Demonetisation Lowered Labour Participation: Economist Mahesh Vyas

Economist Mahesh Vyas talks to The Quint’s Sanjay Pugalia on the situation of unemployment in the country.

2 min read

Everybody is aware of the job crisis in India, and they also know that this has become a political issue. Hence, during the debate, people often take extreme positions. The new facts emerging in this debate are worrying.

A new fact is that people have started to lose hope about getting a job. They are not seeking jobs anymore.

The inflow of aspirants in the job market is known as Labour Participation Rate. This has reduced significantly after demonitisation. Women have been the most affected. They are not asking for jobs anymore.

In October, 2.37 crore people lined up for 1.2 lakh jobs in Railways.  

We thought of analysing the current situation of job crises with facts and figures by talking to economist Mahesh Vyas, MD and CEO of Centre for Monitoring Indian Economy (CMIE).

Vyas talks to The Quint’s Sanjay Pugalia on how to analyse the unemployment status of the country, labour participation rate, demonetisation and women employment.

On the status of unemployment in the country, Vyas told us that we should put aside unemployment for the moment and focus on the labour participation rate - how many people are hunting for jobs?

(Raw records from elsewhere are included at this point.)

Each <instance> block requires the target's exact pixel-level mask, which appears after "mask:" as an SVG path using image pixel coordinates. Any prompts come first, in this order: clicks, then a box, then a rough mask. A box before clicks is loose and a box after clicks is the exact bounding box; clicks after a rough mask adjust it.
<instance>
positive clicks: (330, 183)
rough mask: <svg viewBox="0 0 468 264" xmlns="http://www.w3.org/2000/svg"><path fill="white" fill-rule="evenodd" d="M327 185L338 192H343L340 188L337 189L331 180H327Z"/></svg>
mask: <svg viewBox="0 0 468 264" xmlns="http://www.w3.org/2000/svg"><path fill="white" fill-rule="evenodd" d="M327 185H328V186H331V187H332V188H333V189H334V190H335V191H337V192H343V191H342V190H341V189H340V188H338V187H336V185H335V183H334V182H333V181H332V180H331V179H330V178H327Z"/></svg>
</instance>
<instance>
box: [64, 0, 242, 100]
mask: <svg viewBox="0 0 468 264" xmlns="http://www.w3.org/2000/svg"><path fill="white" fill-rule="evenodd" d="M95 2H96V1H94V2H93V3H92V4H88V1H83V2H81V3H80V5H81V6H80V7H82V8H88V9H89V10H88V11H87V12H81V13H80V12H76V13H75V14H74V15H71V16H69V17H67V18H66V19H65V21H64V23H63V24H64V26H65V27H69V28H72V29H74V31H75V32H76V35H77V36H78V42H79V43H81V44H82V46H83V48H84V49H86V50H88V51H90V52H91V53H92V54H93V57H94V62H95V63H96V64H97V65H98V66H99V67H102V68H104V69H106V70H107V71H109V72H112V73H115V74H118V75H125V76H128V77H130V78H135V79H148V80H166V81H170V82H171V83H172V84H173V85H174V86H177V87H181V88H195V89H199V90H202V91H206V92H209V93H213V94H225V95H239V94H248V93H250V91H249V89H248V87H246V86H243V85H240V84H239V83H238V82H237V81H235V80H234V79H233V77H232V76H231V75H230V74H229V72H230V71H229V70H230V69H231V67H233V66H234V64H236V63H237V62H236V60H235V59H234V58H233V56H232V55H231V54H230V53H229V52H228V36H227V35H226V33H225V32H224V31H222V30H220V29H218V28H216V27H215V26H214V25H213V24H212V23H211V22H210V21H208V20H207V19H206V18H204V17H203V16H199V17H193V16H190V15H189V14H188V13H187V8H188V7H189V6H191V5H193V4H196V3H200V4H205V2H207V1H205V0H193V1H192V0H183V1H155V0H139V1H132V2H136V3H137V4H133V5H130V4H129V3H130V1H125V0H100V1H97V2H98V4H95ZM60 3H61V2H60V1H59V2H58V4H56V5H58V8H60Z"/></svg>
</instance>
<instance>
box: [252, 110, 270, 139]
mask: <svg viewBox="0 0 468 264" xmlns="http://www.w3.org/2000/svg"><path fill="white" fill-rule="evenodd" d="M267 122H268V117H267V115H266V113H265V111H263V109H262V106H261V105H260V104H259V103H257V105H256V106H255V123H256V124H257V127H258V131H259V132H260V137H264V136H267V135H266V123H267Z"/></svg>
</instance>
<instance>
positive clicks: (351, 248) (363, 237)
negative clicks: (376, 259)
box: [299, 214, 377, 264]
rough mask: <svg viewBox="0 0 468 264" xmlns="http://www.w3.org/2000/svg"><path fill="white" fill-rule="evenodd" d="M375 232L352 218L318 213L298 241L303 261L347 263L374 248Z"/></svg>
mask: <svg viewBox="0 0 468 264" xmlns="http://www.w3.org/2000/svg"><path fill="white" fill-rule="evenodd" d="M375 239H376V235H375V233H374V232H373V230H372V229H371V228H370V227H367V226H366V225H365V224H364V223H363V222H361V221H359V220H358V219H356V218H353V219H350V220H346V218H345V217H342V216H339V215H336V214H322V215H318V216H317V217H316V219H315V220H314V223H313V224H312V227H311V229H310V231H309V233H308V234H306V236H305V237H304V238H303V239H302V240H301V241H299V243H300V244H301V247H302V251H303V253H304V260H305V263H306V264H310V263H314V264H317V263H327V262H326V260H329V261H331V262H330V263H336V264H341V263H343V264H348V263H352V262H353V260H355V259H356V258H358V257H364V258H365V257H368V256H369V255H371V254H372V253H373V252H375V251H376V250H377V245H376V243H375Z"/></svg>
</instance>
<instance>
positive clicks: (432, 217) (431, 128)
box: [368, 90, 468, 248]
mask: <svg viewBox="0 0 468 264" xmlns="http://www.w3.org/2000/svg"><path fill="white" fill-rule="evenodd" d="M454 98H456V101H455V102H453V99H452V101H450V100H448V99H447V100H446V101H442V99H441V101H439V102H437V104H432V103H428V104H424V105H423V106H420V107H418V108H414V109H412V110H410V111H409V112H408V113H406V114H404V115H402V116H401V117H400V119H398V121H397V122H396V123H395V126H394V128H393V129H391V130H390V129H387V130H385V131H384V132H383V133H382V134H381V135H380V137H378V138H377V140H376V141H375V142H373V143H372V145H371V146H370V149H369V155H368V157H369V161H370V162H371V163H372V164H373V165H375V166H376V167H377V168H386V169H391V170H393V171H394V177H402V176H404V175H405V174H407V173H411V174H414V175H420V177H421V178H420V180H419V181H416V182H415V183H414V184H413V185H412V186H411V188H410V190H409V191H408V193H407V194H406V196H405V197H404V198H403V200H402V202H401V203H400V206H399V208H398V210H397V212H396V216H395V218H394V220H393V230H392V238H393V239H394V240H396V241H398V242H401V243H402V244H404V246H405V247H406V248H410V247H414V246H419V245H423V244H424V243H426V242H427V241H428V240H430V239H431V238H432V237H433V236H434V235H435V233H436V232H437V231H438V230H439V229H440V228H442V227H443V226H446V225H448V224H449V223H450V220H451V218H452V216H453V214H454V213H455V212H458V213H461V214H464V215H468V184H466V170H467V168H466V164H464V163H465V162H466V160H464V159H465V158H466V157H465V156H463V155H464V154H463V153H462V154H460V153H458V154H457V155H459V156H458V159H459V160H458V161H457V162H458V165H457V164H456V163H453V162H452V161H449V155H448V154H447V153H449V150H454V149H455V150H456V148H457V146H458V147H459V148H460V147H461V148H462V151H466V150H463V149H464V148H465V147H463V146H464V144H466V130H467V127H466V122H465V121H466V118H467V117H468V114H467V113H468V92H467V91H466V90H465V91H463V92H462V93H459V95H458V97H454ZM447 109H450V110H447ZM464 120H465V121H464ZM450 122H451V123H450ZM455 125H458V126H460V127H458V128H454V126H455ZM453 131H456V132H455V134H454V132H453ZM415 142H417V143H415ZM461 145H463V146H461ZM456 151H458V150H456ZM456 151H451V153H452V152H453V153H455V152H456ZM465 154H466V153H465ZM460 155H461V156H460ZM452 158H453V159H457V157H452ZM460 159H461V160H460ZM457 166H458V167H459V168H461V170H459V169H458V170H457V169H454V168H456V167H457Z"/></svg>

“Most of them get the jobs, some don’t. Labour participation rate is at 43 percent today, if someone is selling pakoras on the streets, we consider them employed. If someone is working in agriculture sector or in any sector which isn’t a formal job, we consider him a part of the labour market. We only exclude those who refuse to work at all or who are not in search of employment.”
Mahesh Vyas, Economist

He said this statistic should touch the 50 percent mark. In other countries, it hovers around 65 percent; in India, this number hovers around 45 percent.

“This is the most important number. After this is the unemployment rate, which is constantly at a rise. It is somewhere around 6.7 percent. 43 percent is hunting for jobs and among them, 7 percent are not getting jobs,” he said.

Vyas also focused on the low labour participation rate in the country, saying that the labour participation rate is more than 60 percent in many countries.

“Why is it so low in our country? Was there a tipping point, after which there has been an immense fall?”
Economist Mahesh Vyas

Vyas also said the labour participation rate decreased further after demonetisation.

He added that women have also stopped looking for jobs, excluding themselves from labour participation.

“When we processed the declining labour participation data, we found out that women have excluded themselves from Labour Participation. Most of the excluded population consists of women, men are participating at almost same numbers. It was strange to see only women getting excluded and we should admit that demonitisation has affected women more than men.”
Economist Mahesh Vyas

In India, around 82 percent men and 92 percent women survive on a salary of below Rs 10,000.

“The country is having a jobless growth and because of the lack of jobs, people are ousted from the workforce and are sitting at homes. This is a matter of concern and caution.”